Tuesday, June 17, 2014
 

 

Join our E-Mail list!
Send an e-mail request to
subscribe@empirestatenews.net,
with the word "Subscribe" in the
subject line.

 

For site information and
viewing tips,tag nike free udsalg


All content copyright © 2003-2007
Statewide News Network, Inc.
Contents may not be reproduced
in any form without express written consent

Heroin overdose medication training underway for police officers

ALBANY – By the end of this week, New York State will have trained approximately 600 police officers and sheriffs’ deputies in the use of naloxone, a medication that can save lives by reversing the effect of heroin or other opioid overdoses, which include prescription drugs such as hydrocodone and oxycodone. The state also is providing agencies that send their officers to the trainings with supplies of naloxone at no cost.

"New York State is continuing to take the reins in the fight against heroin and opioid abuse," Governor Andrew Cuomo said. "Providing first responders with free supplies of naloxone will save lives and help prevent tragedy, and I encourage law enforcement agencies across the state to take advantage of this important training."

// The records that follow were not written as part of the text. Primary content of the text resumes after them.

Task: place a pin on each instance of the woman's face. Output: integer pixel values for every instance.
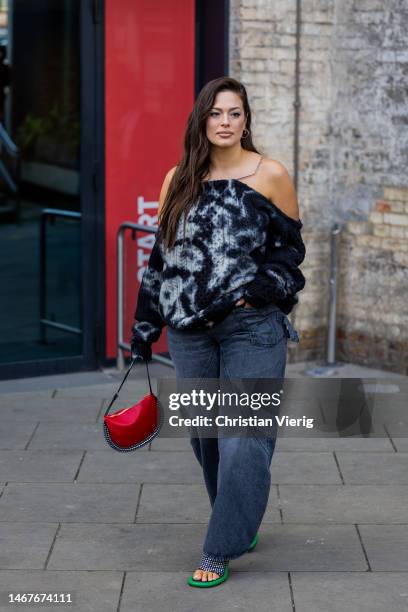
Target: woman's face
(227, 115)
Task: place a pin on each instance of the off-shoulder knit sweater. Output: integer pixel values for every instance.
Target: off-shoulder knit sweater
(237, 244)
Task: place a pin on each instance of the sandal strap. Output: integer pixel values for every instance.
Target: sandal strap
(209, 564)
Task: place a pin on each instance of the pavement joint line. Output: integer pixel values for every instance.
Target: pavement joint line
(52, 545)
(362, 546)
(390, 438)
(292, 595)
(100, 410)
(80, 465)
(289, 484)
(32, 435)
(138, 501)
(338, 467)
(271, 524)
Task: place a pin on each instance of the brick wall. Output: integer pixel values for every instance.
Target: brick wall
(353, 140)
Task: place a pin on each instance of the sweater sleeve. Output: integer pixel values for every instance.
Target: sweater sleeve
(149, 322)
(278, 278)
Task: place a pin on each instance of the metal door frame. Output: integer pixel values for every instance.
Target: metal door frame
(92, 142)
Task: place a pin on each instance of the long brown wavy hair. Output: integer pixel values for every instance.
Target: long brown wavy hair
(185, 186)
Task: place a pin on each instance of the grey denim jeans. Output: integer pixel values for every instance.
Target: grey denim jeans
(248, 343)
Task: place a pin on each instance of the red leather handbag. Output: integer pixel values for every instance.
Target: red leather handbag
(135, 426)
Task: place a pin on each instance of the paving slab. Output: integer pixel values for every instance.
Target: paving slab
(386, 547)
(164, 591)
(349, 592)
(304, 467)
(149, 547)
(372, 468)
(154, 467)
(347, 504)
(14, 434)
(23, 547)
(75, 502)
(91, 591)
(39, 465)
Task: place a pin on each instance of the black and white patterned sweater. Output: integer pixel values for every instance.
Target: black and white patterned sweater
(237, 244)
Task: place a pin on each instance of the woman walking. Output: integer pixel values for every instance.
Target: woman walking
(223, 274)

In order to develop the training and provide supplies of naloxone to officers free, three state agencies – the Division of Criminal Justice Services (DCJS), the Department of Health (DOH) and Office of Alcoholism and Substance Abuse Services (OASAS) – collaborated with Albany Medical Center, the national Harm Reduction Coalition, and other partners.

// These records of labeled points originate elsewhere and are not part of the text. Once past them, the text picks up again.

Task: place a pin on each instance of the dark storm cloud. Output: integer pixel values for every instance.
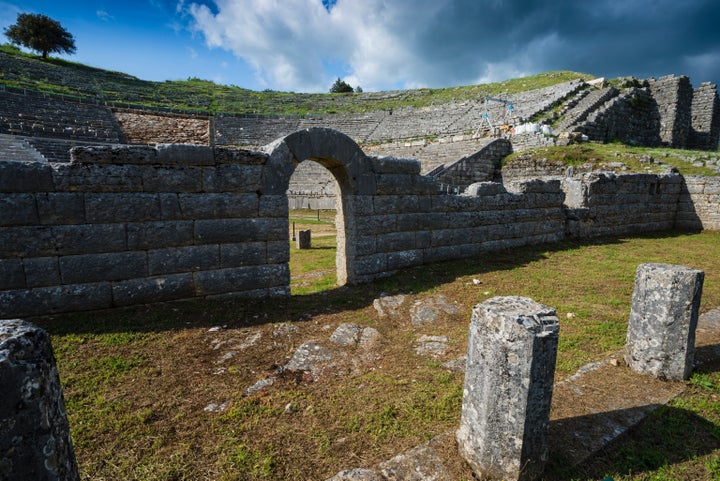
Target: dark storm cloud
(406, 43)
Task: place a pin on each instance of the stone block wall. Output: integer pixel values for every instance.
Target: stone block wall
(705, 118)
(630, 117)
(122, 225)
(481, 166)
(674, 99)
(608, 204)
(407, 223)
(38, 115)
(147, 127)
(699, 204)
(129, 225)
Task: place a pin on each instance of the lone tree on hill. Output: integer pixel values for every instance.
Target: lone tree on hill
(340, 87)
(40, 33)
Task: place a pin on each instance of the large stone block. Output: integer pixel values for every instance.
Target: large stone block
(155, 235)
(98, 178)
(184, 154)
(108, 208)
(243, 254)
(153, 289)
(114, 154)
(80, 269)
(42, 271)
(232, 178)
(27, 241)
(663, 318)
(51, 299)
(172, 179)
(56, 208)
(87, 238)
(18, 209)
(183, 259)
(35, 442)
(238, 280)
(230, 231)
(218, 206)
(12, 275)
(512, 348)
(25, 177)
(392, 165)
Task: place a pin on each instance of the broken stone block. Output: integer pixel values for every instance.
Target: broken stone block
(664, 314)
(35, 442)
(512, 348)
(303, 239)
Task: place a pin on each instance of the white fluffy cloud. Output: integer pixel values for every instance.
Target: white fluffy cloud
(382, 44)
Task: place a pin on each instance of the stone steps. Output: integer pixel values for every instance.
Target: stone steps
(18, 149)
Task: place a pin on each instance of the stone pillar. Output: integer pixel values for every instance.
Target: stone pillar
(663, 318)
(303, 240)
(512, 348)
(35, 442)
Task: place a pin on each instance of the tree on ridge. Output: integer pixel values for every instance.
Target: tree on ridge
(340, 87)
(40, 33)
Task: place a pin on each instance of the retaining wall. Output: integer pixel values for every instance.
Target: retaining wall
(122, 225)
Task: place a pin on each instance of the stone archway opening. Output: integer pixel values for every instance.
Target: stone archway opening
(315, 203)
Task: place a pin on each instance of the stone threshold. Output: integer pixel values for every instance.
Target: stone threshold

The state provides two types of trainings for law enforcement officers: hour-long classes that teach officers how to use naloxone and two-hour “train-the-trainer” classes that teach training officers, who then have the curriculum to train officers within their agencies. The state also helps those agencies obtain naloxone at no cost once officers are trained.

Tomorrow, June 17, the Kingston-based Ulster County Law Enforcement Training Group is hosting a train-the-trainer session as well as two classes for officers. Members of the media are invited to attend the training from 10:30 a.m. to 11:30 a.m. At the conclusion of the three trainings, New York State will have trained 585 law enforcement officers from 97 agencies – including the New York State Police – in 25 counties and New York City since late April.

The state also has scheduled nine additional train-the-trainer classes and 16 classes for law enforcement officers through the end of July to provide the training and medication, known commercially as Narcan, to as many agencies and officers as possible. Those upcoming trainings will be held in Orange, Clinton, Dutchess, Onondaga, Steuben and Monroe counties.

In addition to teaching officers how to use naloxone, the police training provides an overview of the state’s Good Samaritan Law, which is intended to encourage individuals to seek medical attention for someone who is experiencing a drug or alcohol overdose or other life-threatening injury, who otherwise may have refused to do so for fear of criminal prosecution. It also details signs and symptoms of opioid overdose, provides officers with sample policies for their agencies dealing with the use and storage of naloxone, and features interviews with officers who have used naloxone to reverse an opioid overdose.

Naloxone works by temporarily reversing the effects of the opioid, whether illicit or prescription, allowing the individual to regain consciousness and resume normal breathing. When administered to a person suffering an opioid overdose, naloxone can reverse the overdose in a matter of minutes in a vast majority of cases saving the lives of those involved. It poses no danger to persons who otherwise might come into contact with it and it is not the kind of medication that can be abused.

According to the federal Centers for Disease Control and Prevention, someone dies every 19 minutes from a drug overdose, and nearly three out of four prescription drug overdoses are caused by prescription painkillers. When prescription medication is no longer available, individuals often turn to illicit drugs, such as heroin.